Auch die Marktwirtschaft funktioniert nie ohne bestimmte Rahmenbedingungen, die ihr gegeben werden. Mal sind sie freier, mal restriktiver - es muss eben der richtige Weg gefunden werden. Ob es wirklich die ideale Lösung ist, dem Kapitalmarkt so freien Lauf zu lassen, wie es in den vergangenen Jahren geschehen ist, das halte ich für zumindest fragwürdig.

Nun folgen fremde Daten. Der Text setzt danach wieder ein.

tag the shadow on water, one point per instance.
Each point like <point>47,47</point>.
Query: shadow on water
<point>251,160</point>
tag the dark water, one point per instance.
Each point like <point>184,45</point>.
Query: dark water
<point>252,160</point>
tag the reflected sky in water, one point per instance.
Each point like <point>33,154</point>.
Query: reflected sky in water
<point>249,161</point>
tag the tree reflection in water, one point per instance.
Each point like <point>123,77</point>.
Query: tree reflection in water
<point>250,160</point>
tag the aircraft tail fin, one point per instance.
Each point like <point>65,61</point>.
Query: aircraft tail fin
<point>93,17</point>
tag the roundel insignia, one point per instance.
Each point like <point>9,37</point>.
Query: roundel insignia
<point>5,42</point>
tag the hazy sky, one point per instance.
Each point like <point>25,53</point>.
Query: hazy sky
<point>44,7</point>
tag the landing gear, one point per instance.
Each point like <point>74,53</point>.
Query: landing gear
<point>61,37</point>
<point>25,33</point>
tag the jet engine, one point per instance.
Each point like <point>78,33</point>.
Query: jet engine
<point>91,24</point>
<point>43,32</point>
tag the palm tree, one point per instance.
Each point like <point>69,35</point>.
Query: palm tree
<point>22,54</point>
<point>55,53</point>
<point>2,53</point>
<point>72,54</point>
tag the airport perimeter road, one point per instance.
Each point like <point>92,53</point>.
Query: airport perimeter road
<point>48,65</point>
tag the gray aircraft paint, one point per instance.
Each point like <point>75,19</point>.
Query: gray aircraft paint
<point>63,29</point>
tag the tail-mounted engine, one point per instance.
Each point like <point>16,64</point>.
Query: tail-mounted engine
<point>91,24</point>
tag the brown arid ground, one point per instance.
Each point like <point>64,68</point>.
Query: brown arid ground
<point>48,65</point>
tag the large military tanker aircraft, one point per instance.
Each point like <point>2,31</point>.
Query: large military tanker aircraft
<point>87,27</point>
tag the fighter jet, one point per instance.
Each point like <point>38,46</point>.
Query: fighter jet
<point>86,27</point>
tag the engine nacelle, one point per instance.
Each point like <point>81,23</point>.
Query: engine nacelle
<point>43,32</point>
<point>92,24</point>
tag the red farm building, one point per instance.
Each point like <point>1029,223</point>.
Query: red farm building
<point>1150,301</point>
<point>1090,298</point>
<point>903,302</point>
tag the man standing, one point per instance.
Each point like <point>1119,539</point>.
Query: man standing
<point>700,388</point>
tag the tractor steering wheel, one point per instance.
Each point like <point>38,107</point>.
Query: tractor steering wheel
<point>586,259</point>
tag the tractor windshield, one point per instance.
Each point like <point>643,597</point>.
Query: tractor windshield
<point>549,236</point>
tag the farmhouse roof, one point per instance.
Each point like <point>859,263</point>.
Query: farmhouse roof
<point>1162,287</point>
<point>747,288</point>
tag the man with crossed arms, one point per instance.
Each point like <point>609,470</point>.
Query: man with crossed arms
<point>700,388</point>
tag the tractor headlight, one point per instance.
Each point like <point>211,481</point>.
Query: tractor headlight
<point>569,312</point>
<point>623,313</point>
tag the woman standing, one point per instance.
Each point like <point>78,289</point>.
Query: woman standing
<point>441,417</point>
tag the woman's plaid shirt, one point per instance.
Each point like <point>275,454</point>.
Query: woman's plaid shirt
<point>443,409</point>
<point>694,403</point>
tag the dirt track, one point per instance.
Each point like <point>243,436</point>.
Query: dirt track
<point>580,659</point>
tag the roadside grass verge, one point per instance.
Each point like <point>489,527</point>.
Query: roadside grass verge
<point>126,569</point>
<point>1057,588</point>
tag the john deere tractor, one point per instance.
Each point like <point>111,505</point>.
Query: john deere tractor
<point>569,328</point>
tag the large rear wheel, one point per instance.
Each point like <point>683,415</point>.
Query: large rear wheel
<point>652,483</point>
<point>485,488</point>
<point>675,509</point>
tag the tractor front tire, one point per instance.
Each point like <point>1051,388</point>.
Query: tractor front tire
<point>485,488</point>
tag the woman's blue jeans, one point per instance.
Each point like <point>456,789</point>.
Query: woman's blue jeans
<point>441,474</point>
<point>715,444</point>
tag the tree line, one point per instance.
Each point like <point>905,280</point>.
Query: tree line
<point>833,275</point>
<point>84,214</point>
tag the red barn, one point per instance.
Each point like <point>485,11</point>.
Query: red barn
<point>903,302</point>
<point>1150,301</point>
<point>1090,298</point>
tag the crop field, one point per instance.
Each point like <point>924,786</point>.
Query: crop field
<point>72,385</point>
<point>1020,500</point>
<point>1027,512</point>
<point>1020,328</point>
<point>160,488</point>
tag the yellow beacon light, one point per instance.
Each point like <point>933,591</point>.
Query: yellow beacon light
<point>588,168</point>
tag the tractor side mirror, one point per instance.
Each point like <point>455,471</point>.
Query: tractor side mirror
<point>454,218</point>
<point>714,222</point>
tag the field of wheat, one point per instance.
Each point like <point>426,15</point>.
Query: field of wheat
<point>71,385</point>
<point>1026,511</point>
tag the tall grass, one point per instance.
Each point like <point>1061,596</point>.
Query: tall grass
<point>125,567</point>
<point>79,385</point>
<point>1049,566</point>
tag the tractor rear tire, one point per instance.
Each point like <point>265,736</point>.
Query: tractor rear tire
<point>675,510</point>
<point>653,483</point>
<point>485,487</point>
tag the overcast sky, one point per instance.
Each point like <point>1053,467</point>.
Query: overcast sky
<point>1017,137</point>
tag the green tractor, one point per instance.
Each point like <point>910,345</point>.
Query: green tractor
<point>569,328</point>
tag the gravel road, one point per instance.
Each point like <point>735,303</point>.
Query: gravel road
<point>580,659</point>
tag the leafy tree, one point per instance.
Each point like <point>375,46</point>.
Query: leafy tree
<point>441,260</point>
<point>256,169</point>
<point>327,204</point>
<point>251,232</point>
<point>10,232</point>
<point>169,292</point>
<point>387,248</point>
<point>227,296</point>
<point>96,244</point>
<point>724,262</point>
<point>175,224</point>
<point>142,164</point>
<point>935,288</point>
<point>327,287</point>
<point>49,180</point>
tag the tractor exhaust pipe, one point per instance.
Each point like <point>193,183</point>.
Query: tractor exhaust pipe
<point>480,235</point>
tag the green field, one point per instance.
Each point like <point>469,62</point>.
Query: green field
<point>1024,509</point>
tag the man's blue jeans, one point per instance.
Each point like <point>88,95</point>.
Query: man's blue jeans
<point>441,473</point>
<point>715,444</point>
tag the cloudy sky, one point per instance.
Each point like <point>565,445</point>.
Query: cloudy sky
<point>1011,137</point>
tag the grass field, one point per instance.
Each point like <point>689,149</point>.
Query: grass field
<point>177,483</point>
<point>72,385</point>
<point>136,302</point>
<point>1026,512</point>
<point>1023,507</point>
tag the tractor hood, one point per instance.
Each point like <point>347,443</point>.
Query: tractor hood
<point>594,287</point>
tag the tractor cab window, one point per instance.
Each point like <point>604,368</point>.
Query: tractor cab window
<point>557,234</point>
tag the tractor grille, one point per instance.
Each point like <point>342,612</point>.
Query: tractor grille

Es ist ja bezeichnend, dass ausgerechnet Managed-Futures- (Trendfolge-) Hedgefonds schon wieder hohe Renditen abwerfen (http://www.hedgeindex.com/hedgeindex/de/default.aspx?cy=USD). Die tun ja im Wesentlichen nichts anderes, als anhand der vergangenen Wertentwicklung bestimmter Anlageklassen auf eine bestimmte zukünftige Entwicklung zu wetten. Welchen volkswirtschaftlichen Nutzen das hinsichtlich einer "fairen Preisbildung" haben soll, ist mir schleierhaft. Es funktioniert einfach nur gut, solange alle in eine Richtung rennen und man selbst es schafft, weit vorne zu sein. Und letzten Endes führen solche Investmentstrategien nur dazu, dass vorhandene Trends verstärkt werden, ganz egal, ob sie in irgend einer Weise fundamental gerechtfertigt sind oder nicht.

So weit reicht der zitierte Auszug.